The publishing house decided to change the focus of the website from e-commerce to content creation and curation in order to "engage more effectively and encourage exploration and discovery". The website also aims to be “topic led” and organised around the most popular subject areas, rather than imprints or internal categories. The website will feature and use and test a variety of content including videos, Q&As, long reads, short reads, galleries, lists and more to help determine what visitors like and when.
Laura Perehinec, strategic development director at The History Press, told The Bookseller: “We decided to create a site based around content, which encourages visitors to spend time exploring and finding out more about the stories and topics that interest them. We have a great advantage in having such a broad range of titles around one core area as we can provide further reading opportunities for different audiences on a diverse set of subjects. We felt a new approach was needed that was based around building engagement and trust first rather than just displaying, in effect, a catalogue.”
The design is accompanied by a brand refresh that includes updated typography and logo to reflect a clean and consistent visual identity across print and digital channels.

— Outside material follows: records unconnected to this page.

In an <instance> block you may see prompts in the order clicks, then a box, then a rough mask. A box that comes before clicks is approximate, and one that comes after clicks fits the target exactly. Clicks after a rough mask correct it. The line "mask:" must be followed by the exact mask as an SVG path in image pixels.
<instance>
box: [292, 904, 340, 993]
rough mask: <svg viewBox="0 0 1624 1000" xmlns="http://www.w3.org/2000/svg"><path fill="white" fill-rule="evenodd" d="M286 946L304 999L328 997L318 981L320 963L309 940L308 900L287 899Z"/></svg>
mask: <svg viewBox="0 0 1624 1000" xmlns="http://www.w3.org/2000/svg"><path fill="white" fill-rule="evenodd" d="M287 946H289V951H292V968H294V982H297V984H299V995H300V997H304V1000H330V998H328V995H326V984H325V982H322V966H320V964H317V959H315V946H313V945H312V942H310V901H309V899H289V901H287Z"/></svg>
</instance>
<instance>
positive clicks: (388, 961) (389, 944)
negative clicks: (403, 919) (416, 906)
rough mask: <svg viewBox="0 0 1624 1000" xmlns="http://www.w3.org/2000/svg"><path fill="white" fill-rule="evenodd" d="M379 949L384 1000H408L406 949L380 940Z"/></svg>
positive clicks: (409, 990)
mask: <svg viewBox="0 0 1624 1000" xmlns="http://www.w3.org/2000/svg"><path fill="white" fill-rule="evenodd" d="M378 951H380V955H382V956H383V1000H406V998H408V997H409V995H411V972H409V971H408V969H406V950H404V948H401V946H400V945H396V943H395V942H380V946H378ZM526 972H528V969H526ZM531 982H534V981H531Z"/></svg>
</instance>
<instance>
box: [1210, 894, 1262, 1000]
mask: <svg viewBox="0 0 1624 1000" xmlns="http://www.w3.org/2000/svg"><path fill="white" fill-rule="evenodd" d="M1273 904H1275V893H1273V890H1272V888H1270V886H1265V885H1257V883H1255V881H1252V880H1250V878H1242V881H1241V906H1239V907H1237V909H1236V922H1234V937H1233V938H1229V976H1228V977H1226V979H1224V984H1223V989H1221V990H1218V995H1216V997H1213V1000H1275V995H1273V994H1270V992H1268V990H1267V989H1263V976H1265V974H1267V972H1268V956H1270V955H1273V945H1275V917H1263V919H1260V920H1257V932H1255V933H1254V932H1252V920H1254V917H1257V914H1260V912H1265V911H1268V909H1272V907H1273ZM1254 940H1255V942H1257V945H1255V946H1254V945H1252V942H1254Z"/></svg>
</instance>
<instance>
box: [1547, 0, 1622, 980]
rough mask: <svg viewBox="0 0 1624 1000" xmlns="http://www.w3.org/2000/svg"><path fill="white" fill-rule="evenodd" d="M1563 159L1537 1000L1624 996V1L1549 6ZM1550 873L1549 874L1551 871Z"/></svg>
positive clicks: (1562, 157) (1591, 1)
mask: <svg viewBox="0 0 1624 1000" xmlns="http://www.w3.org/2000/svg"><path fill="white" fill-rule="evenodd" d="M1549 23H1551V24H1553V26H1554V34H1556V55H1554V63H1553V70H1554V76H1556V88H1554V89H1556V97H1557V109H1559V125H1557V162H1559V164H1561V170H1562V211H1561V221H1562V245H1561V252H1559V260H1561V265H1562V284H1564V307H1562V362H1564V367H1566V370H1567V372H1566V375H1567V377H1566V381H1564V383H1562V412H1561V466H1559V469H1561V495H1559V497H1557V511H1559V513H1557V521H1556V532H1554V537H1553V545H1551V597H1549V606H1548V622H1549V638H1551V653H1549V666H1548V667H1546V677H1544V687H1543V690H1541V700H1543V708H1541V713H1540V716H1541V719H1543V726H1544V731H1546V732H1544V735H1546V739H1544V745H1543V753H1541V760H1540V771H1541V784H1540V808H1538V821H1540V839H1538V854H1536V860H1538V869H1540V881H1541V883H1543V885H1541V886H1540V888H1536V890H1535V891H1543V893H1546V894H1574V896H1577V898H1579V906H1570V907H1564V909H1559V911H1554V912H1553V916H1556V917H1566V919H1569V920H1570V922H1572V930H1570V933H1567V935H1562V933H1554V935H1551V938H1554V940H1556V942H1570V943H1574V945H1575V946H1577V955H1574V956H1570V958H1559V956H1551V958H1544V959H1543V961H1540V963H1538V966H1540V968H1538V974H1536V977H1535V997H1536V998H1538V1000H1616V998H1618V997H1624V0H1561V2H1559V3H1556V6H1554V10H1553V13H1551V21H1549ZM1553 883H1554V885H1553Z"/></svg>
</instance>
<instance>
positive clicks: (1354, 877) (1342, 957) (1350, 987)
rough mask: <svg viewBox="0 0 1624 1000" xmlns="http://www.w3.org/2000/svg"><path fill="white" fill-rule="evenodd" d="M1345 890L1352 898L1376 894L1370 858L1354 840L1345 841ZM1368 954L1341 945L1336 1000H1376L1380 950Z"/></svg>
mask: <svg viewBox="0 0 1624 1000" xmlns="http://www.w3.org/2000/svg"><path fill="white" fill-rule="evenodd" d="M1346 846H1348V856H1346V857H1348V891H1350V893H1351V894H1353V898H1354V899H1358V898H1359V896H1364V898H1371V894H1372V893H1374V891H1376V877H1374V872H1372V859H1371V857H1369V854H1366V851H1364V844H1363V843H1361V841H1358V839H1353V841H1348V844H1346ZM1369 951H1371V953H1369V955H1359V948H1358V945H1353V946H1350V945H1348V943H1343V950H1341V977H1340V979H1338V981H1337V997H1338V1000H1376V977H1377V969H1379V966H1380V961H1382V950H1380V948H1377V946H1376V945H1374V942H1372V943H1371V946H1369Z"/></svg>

The History Press’ authors are “experts in their fields” and will curate specific themes within the site, like the forthcoming Somme centenary. The first author-curated area will be on the Somme with Peter Doyle (the author of The First World War in 100 Objects, Fritz and Tommy and the forthcoming Kitchener’s Mob) and Alexandra Churchill (author of Somme).
Books will still be sold on the site through affiliate links to enable consumers to buy from a recognised retailer.
Perehinec said that mobile was an area the press was looking to develop. She said: “The old site was not created with responsive design in mind so provided a poor user experience on mobile and tablet. With searches and traffic on mobile increasing year-on-year, this needed to be remedied.”
Perehinec added that the project has been "unifying" for the wider team and gives them the opportunity to be "more inventive about the ways in which they engage their audiences."
She said: "The launch is very much just the beginning and we welcome feedback to help inform the site’s evolution.”